Gerasimov continued to hone his methods. In 1950, he received the USSR State Prize and the state established the Laboratory for Plastic Reconstruction (now in the Institute of Ethnology) where he continued his research. He also acquired a reputation as a man who charmed ladies by complimenting them on the shape of their lips.

In 1953, the Soviet Ministry of Culture decided to open the tomb of Ivan the Terrible (at Cathedral of the Archangel) and Gerasimov reconstructed his face. Afterwards, he received an extra month's pay for the job. In 1961, Gerasimov travelled to Europe to help the Germans find the skull of the poet Schiller from the skulls in a mass grave. In 1967, Ivan Sirko's skull was sent to Gerasimov for creation of the sculptural portrait of the legendary Cossack Otaman.

Gerasimov died in 1970 and was survived by four children.

==Heritage==
Gerasimov's method has spread across the globe and has been instrumental in reconstructions of what the pharaohs or, controversially, Jesus might have looked like. In 1991 Russian investigators also used the methods to clarify the identities of the remains of the family of the last Tsar.

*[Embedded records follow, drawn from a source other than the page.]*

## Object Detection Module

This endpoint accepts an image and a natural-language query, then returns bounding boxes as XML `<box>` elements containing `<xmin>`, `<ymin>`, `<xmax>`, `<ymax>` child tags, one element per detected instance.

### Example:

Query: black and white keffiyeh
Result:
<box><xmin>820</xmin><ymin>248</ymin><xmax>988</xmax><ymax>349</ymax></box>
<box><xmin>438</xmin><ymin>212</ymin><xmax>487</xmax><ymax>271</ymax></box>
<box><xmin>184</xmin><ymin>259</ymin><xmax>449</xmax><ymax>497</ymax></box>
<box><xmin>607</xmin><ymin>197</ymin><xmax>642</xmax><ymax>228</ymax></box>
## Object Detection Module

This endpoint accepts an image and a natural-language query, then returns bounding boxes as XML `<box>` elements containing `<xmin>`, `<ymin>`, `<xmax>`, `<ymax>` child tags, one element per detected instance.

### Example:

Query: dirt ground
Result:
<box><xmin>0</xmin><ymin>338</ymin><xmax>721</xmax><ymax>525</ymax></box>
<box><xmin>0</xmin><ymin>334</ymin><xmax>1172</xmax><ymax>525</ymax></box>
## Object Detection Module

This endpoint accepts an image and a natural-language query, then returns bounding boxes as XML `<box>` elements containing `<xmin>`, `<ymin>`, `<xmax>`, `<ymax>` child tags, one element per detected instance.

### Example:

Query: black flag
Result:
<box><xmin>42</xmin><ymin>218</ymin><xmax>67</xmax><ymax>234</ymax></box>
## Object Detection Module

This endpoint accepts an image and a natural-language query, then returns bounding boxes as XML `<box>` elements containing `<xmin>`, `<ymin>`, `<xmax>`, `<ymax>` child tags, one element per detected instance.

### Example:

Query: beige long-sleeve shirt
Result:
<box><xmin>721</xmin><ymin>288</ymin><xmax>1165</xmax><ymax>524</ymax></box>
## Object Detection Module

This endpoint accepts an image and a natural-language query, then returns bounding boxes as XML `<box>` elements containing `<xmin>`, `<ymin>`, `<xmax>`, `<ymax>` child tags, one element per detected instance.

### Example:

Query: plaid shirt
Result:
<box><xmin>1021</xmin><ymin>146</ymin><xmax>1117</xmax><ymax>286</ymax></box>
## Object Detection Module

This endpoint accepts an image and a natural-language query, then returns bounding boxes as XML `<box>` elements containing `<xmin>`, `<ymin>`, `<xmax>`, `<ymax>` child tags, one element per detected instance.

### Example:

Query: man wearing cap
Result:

Gerasimov's work is exhibited at:
- State Historical Museum, Moscow
- Anthropological museum of Moscow State University
- Museums of Georgia (skulls of Georgian origin, 1946)
- Museums of Uzbekistan (skulls of Timurid dynasty, 1941–1942)

==Popular culture==
- In popular culture (e.g., the film Day Watch), Gerasimov's exhumation of Tamerlane on 22 June 1941 is represented as the violation of an ancient curse which led to the outbreak of the German-Soviet War, whose turning point coincided with Gerasimov's eventual reburial of the ancient conqueror's skull. Gerasimov was also fictionalized as Professor Andreev in the detective novel Gorky Park.

==Bibliography==
- Gerasimov, M.M. (1931). Mal’ta – Paleolithic Station (preliminary data): Findings of excavations in 1928/29. Vlast’ truda (in Russian).
- Gerasimov, M.M. (1958) Paleolithic Mal’ta-site (excavation (1956–1957). Soviet Ethnography, 3, 28–53 (in Russian).